As he turned left at the roundabout in front of Brighton Pier and headed up around the Old Steine, she suddenly fell silent.
He wondered if she could read his mind.
94
Saturday 17 January
Roy Grace, seated in the office at the end of the Ops Room, was working his way through a horrible slimy and almost stone-cold mound of chicken and shrimp chow mein that some well-meaning officer had brought him. If he hadn’t been ravenous, he would have binned it. But he’d eaten nothing since an early-morning bowl of cereal and needed the fuel.

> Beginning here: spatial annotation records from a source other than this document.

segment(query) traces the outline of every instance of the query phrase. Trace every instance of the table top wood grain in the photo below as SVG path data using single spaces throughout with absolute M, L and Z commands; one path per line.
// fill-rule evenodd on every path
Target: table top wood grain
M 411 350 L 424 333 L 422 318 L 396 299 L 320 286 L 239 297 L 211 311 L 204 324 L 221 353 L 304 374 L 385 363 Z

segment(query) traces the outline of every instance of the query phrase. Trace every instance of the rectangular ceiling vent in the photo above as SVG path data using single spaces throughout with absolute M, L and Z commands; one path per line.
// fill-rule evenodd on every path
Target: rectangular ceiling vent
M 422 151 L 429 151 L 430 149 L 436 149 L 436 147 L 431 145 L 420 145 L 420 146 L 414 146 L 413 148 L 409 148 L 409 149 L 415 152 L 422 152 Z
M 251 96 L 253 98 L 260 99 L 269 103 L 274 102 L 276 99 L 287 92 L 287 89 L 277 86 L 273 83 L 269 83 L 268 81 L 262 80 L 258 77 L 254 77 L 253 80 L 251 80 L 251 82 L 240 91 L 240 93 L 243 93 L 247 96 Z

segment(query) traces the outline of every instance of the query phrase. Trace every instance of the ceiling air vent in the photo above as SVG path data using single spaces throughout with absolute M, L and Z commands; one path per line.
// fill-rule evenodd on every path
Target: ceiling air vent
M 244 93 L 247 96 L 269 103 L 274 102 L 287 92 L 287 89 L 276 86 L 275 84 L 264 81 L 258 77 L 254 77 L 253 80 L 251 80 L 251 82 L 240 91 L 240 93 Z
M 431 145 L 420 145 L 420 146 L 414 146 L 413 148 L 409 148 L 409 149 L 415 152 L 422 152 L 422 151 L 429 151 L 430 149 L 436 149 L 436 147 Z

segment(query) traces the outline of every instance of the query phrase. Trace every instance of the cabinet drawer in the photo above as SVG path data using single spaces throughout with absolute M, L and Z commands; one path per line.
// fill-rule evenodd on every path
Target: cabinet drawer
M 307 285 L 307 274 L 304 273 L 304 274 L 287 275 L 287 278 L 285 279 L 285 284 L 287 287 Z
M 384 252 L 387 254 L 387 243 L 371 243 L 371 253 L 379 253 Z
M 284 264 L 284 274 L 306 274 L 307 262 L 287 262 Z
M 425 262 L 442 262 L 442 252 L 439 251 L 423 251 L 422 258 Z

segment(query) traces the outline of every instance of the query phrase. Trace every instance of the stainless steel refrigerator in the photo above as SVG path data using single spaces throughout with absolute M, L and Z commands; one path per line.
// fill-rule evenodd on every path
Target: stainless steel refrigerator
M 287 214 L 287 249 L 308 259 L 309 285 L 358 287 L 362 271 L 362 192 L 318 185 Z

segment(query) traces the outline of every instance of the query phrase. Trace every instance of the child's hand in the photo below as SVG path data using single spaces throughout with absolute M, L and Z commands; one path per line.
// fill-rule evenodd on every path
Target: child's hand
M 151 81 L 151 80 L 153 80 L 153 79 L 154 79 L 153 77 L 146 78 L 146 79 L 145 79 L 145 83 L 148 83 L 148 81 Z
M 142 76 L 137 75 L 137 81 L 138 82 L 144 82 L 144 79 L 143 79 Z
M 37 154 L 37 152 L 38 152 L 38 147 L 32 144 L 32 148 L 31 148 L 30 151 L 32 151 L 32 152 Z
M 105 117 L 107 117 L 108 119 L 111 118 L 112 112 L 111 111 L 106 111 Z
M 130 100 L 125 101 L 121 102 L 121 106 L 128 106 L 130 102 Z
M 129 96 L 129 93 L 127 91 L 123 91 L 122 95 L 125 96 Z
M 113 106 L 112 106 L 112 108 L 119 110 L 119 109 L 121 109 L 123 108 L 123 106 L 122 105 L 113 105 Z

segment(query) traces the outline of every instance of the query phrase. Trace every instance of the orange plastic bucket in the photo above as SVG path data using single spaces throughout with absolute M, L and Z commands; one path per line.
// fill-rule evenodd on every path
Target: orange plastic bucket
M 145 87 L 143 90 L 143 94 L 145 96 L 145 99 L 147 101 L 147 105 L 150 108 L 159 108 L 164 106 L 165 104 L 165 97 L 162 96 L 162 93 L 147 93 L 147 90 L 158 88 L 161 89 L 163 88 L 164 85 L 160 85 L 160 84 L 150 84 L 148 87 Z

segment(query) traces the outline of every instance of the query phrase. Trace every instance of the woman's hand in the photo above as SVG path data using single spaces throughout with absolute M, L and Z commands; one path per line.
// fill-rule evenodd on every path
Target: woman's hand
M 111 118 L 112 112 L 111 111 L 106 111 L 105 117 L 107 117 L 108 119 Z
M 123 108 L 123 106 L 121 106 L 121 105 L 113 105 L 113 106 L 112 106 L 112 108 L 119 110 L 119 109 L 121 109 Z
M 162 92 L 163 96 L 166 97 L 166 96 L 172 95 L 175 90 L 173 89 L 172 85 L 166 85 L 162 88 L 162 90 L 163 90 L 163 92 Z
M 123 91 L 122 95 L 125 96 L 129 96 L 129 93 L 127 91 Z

All had been quiet at the garage behind Mandalay Court. But the number and quality of the locks on the door continued to bother him. ACC Rigg had agreed readily to allowing Darren Spicer to tell them what he saw without incriminating himself, but as yet Glenn had been unable to find him. Grace hoped the serial villain wasn’t playing a macabre game with them.

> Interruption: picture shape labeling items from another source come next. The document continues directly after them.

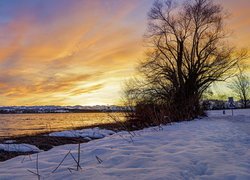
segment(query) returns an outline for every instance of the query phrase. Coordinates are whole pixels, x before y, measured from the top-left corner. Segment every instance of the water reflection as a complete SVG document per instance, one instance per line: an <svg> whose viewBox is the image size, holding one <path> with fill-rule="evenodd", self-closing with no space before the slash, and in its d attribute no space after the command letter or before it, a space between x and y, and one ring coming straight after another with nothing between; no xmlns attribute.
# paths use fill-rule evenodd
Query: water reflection
<svg viewBox="0 0 250 180"><path fill-rule="evenodd" d="M121 121L122 113L114 113ZM113 116L112 115L112 116ZM0 114L0 137L112 123L107 113Z"/></svg>

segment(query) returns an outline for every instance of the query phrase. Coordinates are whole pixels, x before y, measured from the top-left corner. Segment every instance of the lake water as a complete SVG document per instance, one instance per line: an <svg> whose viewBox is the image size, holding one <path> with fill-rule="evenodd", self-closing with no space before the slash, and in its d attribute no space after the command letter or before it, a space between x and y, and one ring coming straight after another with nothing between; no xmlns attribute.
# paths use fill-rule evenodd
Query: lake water
<svg viewBox="0 0 250 180"><path fill-rule="evenodd" d="M0 137L61 131L76 127L113 123L122 113L52 113L52 114L0 114Z"/></svg>

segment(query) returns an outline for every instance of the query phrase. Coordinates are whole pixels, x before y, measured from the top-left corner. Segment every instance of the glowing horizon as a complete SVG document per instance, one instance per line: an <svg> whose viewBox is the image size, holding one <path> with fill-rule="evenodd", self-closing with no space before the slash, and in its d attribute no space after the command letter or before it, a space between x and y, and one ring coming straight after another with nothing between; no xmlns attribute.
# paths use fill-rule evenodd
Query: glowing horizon
<svg viewBox="0 0 250 180"><path fill-rule="evenodd" d="M217 2L217 1L216 1ZM219 0L250 48L250 1ZM152 0L3 0L0 106L117 104L143 58Z"/></svg>

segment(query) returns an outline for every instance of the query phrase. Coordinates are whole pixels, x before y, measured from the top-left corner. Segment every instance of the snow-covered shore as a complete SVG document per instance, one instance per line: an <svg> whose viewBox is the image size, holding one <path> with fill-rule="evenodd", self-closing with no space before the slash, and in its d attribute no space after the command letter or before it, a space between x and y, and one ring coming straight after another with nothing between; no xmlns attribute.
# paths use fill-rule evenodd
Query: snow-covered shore
<svg viewBox="0 0 250 180"><path fill-rule="evenodd" d="M209 117L136 131L119 132L81 144L81 167L71 156L77 145L39 153L39 174L45 179L250 179L250 110L232 117L211 111ZM131 139L133 141L131 141ZM0 162L0 179L37 179L36 154Z"/></svg>

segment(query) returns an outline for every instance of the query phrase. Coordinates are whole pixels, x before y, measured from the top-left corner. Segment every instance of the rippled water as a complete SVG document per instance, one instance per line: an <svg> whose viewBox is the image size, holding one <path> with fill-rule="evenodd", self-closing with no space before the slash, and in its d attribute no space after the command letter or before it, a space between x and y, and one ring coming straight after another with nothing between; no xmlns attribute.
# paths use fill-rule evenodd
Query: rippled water
<svg viewBox="0 0 250 180"><path fill-rule="evenodd" d="M121 121L121 113L112 113ZM112 123L107 113L0 114L0 137L60 131Z"/></svg>

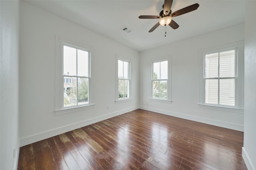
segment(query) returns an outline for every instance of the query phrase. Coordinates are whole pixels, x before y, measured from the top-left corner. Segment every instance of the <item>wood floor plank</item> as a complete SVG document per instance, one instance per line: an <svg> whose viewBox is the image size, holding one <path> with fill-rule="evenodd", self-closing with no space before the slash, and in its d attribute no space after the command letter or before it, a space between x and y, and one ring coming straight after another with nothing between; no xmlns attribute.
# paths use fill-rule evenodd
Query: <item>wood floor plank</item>
<svg viewBox="0 0 256 170"><path fill-rule="evenodd" d="M247 170L242 132L137 109L20 149L20 170Z"/></svg>

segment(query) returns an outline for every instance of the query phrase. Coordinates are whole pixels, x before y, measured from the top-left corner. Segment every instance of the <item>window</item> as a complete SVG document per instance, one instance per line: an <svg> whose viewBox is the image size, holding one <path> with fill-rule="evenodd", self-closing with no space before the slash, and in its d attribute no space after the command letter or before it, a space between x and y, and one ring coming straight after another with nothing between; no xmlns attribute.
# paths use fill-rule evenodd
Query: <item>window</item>
<svg viewBox="0 0 256 170"><path fill-rule="evenodd" d="M116 57L117 101L130 99L130 61Z"/></svg>
<svg viewBox="0 0 256 170"><path fill-rule="evenodd" d="M243 45L237 43L201 51L203 69L200 104L243 107Z"/></svg>
<svg viewBox="0 0 256 170"><path fill-rule="evenodd" d="M153 99L171 102L170 58L159 59L152 63L150 94Z"/></svg>
<svg viewBox="0 0 256 170"><path fill-rule="evenodd" d="M68 45L63 45L64 94L63 107L68 107L89 103L90 51ZM71 82L71 80L73 82ZM67 84L67 80L68 84Z"/></svg>
<svg viewBox="0 0 256 170"><path fill-rule="evenodd" d="M92 51L59 37L56 42L56 113L93 105Z"/></svg>
<svg viewBox="0 0 256 170"><path fill-rule="evenodd" d="M235 49L205 55L205 103L235 106Z"/></svg>

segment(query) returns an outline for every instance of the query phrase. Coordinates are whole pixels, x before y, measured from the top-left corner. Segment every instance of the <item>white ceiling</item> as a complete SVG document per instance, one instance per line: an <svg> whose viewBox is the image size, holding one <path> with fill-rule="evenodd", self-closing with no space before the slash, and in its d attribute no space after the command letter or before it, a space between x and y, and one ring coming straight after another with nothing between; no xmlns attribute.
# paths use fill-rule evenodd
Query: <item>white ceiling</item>
<svg viewBox="0 0 256 170"><path fill-rule="evenodd" d="M148 31L158 19L140 19L140 15L158 16L164 0L26 0L38 7L141 51L245 22L245 1L174 0L172 12L198 3L197 10L173 18L180 27L160 25ZM132 30L127 33L122 28Z"/></svg>

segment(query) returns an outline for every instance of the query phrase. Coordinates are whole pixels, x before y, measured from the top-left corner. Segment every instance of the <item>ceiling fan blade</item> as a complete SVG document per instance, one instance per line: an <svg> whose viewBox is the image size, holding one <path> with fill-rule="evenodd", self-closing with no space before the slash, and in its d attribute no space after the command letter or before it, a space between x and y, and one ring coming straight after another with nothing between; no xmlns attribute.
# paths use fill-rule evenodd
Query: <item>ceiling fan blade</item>
<svg viewBox="0 0 256 170"><path fill-rule="evenodd" d="M156 24L154 26L154 27L152 27L152 28L151 28L150 30L148 31L148 32L151 33L151 32L153 31L156 29L156 28L157 28L157 27L158 27L160 25L160 24L159 23L159 22L158 22L157 23L156 23Z"/></svg>
<svg viewBox="0 0 256 170"><path fill-rule="evenodd" d="M168 14L170 11L172 4L172 0L164 0L163 11L166 15Z"/></svg>
<svg viewBox="0 0 256 170"><path fill-rule="evenodd" d="M180 25L178 25L178 23L176 23L173 20L172 20L171 22L170 23L169 25L170 27L173 28L174 29L176 29L179 27Z"/></svg>
<svg viewBox="0 0 256 170"><path fill-rule="evenodd" d="M180 10L173 12L171 14L171 16L172 17L174 17L187 13L188 12L191 12L191 11L196 10L197 8L198 8L198 6L199 6L199 4L197 3L191 5L190 6L187 6L186 7L185 7L184 8L181 9Z"/></svg>
<svg viewBox="0 0 256 170"><path fill-rule="evenodd" d="M139 16L140 19L158 19L161 18L160 16Z"/></svg>

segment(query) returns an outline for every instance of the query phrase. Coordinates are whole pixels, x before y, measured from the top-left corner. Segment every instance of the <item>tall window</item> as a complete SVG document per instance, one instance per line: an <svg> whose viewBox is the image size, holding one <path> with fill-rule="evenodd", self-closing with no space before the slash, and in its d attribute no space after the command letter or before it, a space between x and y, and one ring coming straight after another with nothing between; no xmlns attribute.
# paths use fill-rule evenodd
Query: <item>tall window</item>
<svg viewBox="0 0 256 170"><path fill-rule="evenodd" d="M200 72L199 105L242 113L244 42L198 51L202 68Z"/></svg>
<svg viewBox="0 0 256 170"><path fill-rule="evenodd" d="M87 104L89 100L90 51L65 45L63 54L62 76L65 80L63 83L63 106Z"/></svg>
<svg viewBox="0 0 256 170"><path fill-rule="evenodd" d="M119 100L130 97L130 62L118 59L118 99Z"/></svg>
<svg viewBox="0 0 256 170"><path fill-rule="evenodd" d="M205 55L205 102L234 106L236 49Z"/></svg>
<svg viewBox="0 0 256 170"><path fill-rule="evenodd" d="M92 108L93 48L56 40L55 114Z"/></svg>
<svg viewBox="0 0 256 170"><path fill-rule="evenodd" d="M168 61L154 62L152 64L152 97L167 99Z"/></svg>

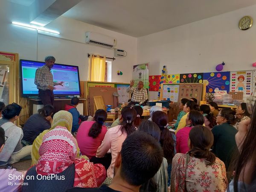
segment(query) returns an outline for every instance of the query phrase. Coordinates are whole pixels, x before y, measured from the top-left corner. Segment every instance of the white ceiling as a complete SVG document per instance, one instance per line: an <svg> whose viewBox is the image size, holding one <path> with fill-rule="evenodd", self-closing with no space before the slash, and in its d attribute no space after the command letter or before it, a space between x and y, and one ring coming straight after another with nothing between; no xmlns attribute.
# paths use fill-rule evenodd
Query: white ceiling
<svg viewBox="0 0 256 192"><path fill-rule="evenodd" d="M10 20L29 23L46 15L49 23L63 14L135 37L254 4L256 0L0 0L1 11L12 11L6 15Z"/></svg>

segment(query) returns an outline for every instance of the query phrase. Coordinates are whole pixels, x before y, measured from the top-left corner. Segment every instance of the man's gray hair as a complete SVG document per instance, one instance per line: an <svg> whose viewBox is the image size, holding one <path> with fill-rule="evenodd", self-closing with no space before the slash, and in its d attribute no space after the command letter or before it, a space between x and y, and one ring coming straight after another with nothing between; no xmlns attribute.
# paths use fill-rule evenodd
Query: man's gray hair
<svg viewBox="0 0 256 192"><path fill-rule="evenodd" d="M47 61L49 60L52 60L55 61L56 61L56 59L55 59L55 58L52 55L47 56L46 57L45 57L45 58L44 58L45 61Z"/></svg>

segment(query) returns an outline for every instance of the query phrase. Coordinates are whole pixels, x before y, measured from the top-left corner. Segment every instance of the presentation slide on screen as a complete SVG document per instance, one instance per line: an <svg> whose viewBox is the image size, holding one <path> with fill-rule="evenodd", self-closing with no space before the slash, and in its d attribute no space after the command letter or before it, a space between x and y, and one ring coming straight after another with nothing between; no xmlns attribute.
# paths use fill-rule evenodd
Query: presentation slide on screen
<svg viewBox="0 0 256 192"><path fill-rule="evenodd" d="M35 71L37 69L44 64L43 63L23 61L22 63L22 82L23 94L38 94L38 89L35 84ZM54 94L65 95L79 95L79 79L77 67L55 64L51 72L53 81L56 82L64 81L61 85L55 86Z"/></svg>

He dug the plastic fork into the foil dish, while staring at the gridded image on the computer screen on the desk in front of him. All the cars and the thirty-five officers on his operation were equipped with transponders which gave him their exact position to within a few feet. He checked the location of each in turn, then the images of the city streets on the CCTV cameras. The images on the screens on the wall showed their night-vision sight as clear as daylight. The city was definitely busier today. People might have stayed home yesterday evening, but Saturday was starting to look like it might be something of a party night.
Just as he munched on a desiccated shrimp, his radio phone crackled into life and an excited voice said, ‘Target One sighted! Turning right-right into Edward Street!’
Target One
was the code designated to John Kerridge – Yac.
Target Two
, and further numbers, would be applied to any white van or pedestrian arousing suspicion.

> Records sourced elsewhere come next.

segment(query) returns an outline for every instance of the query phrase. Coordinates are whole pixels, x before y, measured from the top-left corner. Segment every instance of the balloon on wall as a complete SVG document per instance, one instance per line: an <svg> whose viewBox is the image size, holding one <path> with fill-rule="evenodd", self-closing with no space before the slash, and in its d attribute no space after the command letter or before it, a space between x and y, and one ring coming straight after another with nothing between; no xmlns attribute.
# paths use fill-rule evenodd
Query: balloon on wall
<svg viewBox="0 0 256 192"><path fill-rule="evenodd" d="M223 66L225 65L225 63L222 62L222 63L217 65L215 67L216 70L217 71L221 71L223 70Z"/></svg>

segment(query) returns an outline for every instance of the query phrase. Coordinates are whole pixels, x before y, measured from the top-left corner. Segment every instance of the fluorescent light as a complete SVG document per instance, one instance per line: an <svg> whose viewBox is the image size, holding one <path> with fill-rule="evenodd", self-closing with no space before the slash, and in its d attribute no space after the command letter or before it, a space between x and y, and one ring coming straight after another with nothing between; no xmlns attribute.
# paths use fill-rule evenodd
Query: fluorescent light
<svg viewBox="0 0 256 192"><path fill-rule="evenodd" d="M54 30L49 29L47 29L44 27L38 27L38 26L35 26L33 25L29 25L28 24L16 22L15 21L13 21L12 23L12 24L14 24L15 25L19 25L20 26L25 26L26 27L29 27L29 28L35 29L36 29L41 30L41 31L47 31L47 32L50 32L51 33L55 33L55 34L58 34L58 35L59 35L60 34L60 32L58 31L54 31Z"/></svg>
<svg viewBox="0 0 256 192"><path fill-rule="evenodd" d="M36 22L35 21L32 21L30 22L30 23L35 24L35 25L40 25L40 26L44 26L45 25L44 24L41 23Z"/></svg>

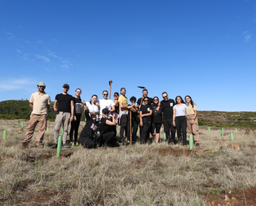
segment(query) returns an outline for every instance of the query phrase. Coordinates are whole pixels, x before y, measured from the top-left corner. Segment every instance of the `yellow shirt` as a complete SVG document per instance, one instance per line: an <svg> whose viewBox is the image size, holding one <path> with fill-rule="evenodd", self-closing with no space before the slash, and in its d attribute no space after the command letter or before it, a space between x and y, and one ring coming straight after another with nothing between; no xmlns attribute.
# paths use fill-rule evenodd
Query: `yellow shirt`
<svg viewBox="0 0 256 206"><path fill-rule="evenodd" d="M192 105L191 104L189 106L187 105L187 108L186 109L187 115L191 115L192 114L194 114L194 111L198 111L198 109L197 108L197 105L194 103L193 105L193 107L192 107Z"/></svg>
<svg viewBox="0 0 256 206"><path fill-rule="evenodd" d="M47 105L51 104L51 99L47 93L39 94L36 92L31 95L29 102L33 104L31 114L47 114Z"/></svg>
<svg viewBox="0 0 256 206"><path fill-rule="evenodd" d="M127 99L127 97L124 97L124 96L121 95L118 98L118 102L122 102L123 103L123 105L124 105L125 106L128 106L128 99ZM127 109L127 108L125 108L125 109L122 108L122 109L121 109L121 108L120 107L120 106L119 106L119 109L120 109L120 110L122 110L122 111L128 111L128 109Z"/></svg>

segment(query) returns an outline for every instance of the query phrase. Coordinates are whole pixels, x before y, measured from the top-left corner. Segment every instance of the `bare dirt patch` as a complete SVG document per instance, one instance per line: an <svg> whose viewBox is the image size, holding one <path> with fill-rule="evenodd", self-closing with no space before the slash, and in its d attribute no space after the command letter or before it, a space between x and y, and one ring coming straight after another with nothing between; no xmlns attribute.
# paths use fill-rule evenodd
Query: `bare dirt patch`
<svg viewBox="0 0 256 206"><path fill-rule="evenodd" d="M175 157L177 157L181 155L185 155L186 157L188 157L193 154L197 150L198 150L198 149L192 149L192 150L190 150L188 149L179 149L176 150L171 148L167 148L160 149L153 149L150 150L144 150L143 152L149 153L157 153L158 154L162 155L163 156L173 155Z"/></svg>
<svg viewBox="0 0 256 206"><path fill-rule="evenodd" d="M229 191L222 191L219 194L214 194L209 192L204 200L207 203L213 206L221 205L256 205L256 187L250 187L247 190L235 189L228 194Z"/></svg>

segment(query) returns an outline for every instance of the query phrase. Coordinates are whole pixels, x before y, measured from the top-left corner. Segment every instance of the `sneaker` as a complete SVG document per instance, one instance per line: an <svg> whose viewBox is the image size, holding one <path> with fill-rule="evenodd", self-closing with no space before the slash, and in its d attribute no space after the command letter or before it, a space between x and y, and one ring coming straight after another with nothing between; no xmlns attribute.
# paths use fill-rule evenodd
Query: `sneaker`
<svg viewBox="0 0 256 206"><path fill-rule="evenodd" d="M62 145L62 147L69 148L70 148L70 146L69 146L67 143L65 143L65 144L63 144L63 145Z"/></svg>
<svg viewBox="0 0 256 206"><path fill-rule="evenodd" d="M55 149L57 148L57 144L54 143L52 145L52 146L51 147L52 149Z"/></svg>
<svg viewBox="0 0 256 206"><path fill-rule="evenodd" d="M21 143L21 149L26 149L27 148L27 145L28 143L27 142L25 142L23 143Z"/></svg>

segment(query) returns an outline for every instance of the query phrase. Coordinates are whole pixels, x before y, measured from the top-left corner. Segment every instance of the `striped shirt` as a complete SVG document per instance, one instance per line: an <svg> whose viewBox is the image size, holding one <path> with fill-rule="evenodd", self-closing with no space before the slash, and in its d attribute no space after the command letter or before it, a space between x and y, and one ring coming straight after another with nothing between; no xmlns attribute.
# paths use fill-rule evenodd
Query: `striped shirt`
<svg viewBox="0 0 256 206"><path fill-rule="evenodd" d="M73 97L74 99L74 113L77 115L82 115L82 100L81 98L78 99L75 97Z"/></svg>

Instantly, Grace put down the foil dish and tapped the command to bring up, on one of the wall-mounted monitors, the CCTV camera trained on the junction of Edward Street and Old Steine. He saw a Peugeot estate taxi, in the turquoise and white Brighton livery, accelerate out of the camera’s view along the road.
‘One female passenger. He is proceeding east-east!’ he heard.
Moments later Grace saw a small Peugeot heading in the same direction. The transponder showed on the grid this was one of his covert cars, no. 4.
He called up the next image in sequence on the CCTV screens and saw the taxi crossing the intersection with Egremont Place, where Edward Street became Eastern Road.
Almost exactly the same pattern as last night, Grace thought. But this time, although he could not have explained why, he sensed there was a difference. At the same time, he was still worried about the amount of faith he had put in Proudfoot’s judgement.
He spoke on the internal phone to his Silver. ‘Have we found out his destination from the taxi company?’
‘No, chief, didn’t want to alert them, in case the operator says anything to the driver. We’ve enough cover to keep him in view if he stays in the area.’
‘OK.’
Another excited voice crackled on the radio phone. ‘He’s turning right – right into – what’s that street – Montague, I think. Yes, Montague! He’s stopping! Rear door opening! She’s out of the car! Oh, my God, she’s running!’